Benchmarking nitrous oxide emissions in deciduous tree cropping systems

Nitrous oxide (N₂O) emissions contribute 6% of the global warming effect and are derived from the activity of soil-based microorganisms involved in nitrification and denitrification processes. There is a paucity of greenhouse gas emissions data for Australia’s horticulture industry. In this study we investigated N₂O flux from two deciduous fruit tree crops, apples and cherries, in two predominant growing regions in eastern Australia, the Huon Valley in southern Tasmania (Lucaston – apples and Lower Longley – cherries), and high altitude northern New South Wales (Orange – apples and Young – cherries). Estimated from manual chamber measurements over a 12-month period, average daily emissions were very low ranging from 0.78 g N₂O-N ha^–1 day^–1 in the apple orchard at Lucaston to 1.86 g N₂O-N ha^–1 day^–1 in the cherry orchard in Lower Longley. Daily emissions were up to 50% higher in summer (maximum 5.27 g N₂O-N ha^–1 day^–1 at Lower Longley) than winter (maximum 2.47 g N₂O-N ha^–1 day^–1 at Young) across the four trial orchards. N₂O emissions were ~40% greater in the inter-row than the tree line for each orchard. Daily flux rates were used as a loss estimate for annual emissions, which ranged from 298 g N₂O-N ha^–1 year^–1 at Lucaston to 736 g N₂O-N ha^–1 year^–1 at Lower Longley.

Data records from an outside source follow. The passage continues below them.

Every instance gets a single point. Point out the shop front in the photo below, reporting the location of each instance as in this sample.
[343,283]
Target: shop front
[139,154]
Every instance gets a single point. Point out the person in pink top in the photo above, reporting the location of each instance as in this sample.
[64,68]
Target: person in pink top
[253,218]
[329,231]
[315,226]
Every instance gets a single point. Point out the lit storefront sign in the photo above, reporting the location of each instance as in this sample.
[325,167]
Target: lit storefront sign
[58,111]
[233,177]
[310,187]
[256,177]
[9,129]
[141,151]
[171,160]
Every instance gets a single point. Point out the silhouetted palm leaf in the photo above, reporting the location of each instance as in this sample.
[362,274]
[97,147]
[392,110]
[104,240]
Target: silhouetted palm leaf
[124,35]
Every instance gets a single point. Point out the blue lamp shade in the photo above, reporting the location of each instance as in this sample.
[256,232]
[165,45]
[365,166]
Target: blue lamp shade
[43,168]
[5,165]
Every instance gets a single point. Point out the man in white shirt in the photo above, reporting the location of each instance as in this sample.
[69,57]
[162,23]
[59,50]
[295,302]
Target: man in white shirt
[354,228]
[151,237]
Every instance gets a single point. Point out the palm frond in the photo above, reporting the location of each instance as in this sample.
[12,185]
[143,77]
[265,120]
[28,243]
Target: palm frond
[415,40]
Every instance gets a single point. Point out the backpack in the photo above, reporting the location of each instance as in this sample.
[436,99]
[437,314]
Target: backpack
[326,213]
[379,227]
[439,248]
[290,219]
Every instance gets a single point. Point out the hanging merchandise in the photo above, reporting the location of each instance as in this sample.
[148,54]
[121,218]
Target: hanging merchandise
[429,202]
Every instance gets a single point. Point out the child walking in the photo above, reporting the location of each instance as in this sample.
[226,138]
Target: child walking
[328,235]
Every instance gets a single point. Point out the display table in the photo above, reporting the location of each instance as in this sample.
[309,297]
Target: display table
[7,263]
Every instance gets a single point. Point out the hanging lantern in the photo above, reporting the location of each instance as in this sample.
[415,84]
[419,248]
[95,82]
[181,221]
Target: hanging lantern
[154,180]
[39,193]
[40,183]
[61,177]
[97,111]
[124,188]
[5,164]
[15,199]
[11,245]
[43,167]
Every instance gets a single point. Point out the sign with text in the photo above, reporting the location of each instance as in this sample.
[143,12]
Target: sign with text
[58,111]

Emissions were poorly correlated with soil temperature, volumetric water content, water filled porosity, gravimetric water content and matric potential – with inconsistent patterns between sites, within the tree line and inter-row and between seasons. Stepwise linear regression models for the Lucaston site accounted for less than 10% of the variance in N₂O emissions, for which soil temperature was the strongest predictor. N₂O emissions in deciduous tree crops were among the lowest recorded for Australian agriculture, most likely due to low rates of N fertiliser, cool temperate growing conditions and highly efficient drip irrigation systems. We recommend that optimising nutrient use efficiency with improved drainage and a reduction in soil compaction in the inter-row will facilitate further mitigation of N₂O emissions.